Ranging from Chicago’s South Side (the show was partially shot in Chicago’s Pilsen neighborhood) to the eerie East Coast where Lovecraft’s tales haunted their hapless sailors and professors, Lovecraft Country tracks the cruel magicks of legacy while pointing out at every turn that its genre’s legacy is steeped in racism. Just because Lovecraft was a racist dickhead on a cosmic scale doesn’t mean Atticus Freeman (Jonathan Majors) doesn’t love his brand of fiction. Tic and his Uncle George (Courtney B. Vance) kick off the series on a Jim Crow-defying quest to find Atticus’ missing father (Michael K. Williams)—who’s off in search of their family’s secretive and spooky “birthright”—accompanied by Tic’s childhood friend Letitia (Jurnee Smollet).
That Chosen One formula with familiar notes—a call from the incredible to someone lodged in the mundane—is undermined from the opening scene. A bold sci-fi wartime nightmare demystifies cartoonish takes on violence by colorizing its black-and-white palette, while ironic narration from Alfred E. Green’s The Jackie Robinson Story introduces “an American boy and a dream that is truly American.” It’s effectively an Amazing Stories cover come to life, with the aliens, scantily-clad women, and outrageousness turned up to HBO levels. The monsters make Stranger Things look like a dollar-store lunchbox; the dramatic use of period setting should make Green Book’s Oscar ashamed to show its face.
From here, the fantastical relationship between escapism and the cruelty driving those to escape from reality only deepens. Voiceovers here aren’t scene-setting exposition—at least, not how we’re used to genre stories doing it. We’re not hearing the rules of a magical world from an old wizard, but hearing James Baldwin lay bare the rules of a nation that values a Grand Wizard. What Tic discovers lurking in a stately mansion (filled with a bunch of platinum blonde baddies running a secret society that Atticus just MIGHT be grandfathered into) could be a magical universe that exists just under the surface of his own, but it’s certainly not an exciting call to adventure. It’s trouble. Why? Because he’s Black, and Blackness doesn’t mix well with America’s entrenched systems—even if they’re magical ones.

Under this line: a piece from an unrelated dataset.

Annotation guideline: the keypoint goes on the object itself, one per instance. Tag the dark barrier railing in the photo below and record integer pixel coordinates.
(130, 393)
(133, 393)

This simple twist works to deconstruct the more conventional aspects of the series. That doesn’t mean the show lacks convention: there’s always water rising or bridges collapsing or demons seducing or heroes smooching. If a magazine from the ‘50s featured it on the cover, you can bet it’ll be bolder and Blacker in Lovecraft Country.
While lush with color (purples, yellows, pinks, and blues accentuate the late night lights of the midwest), Tat Radcliffe’s cinematography helps ground the series even through its goofiest moves—and that can mean literal camera swoops or reveals of unexpected genre elements. Less comicky in its compositions than something like Watchmen, which also brought allegorical fantasy to the African-American experience, Lovecraft Country is either high-octane flashy or pure pragmatism in its visuals. With a joyful amount of viscera and gore, these shocks to the system never failed to leave a Tom Savini-loving grin on my face. The Lovecraftian crutch phrase “sloughs off” has never been so tangible. Yuck.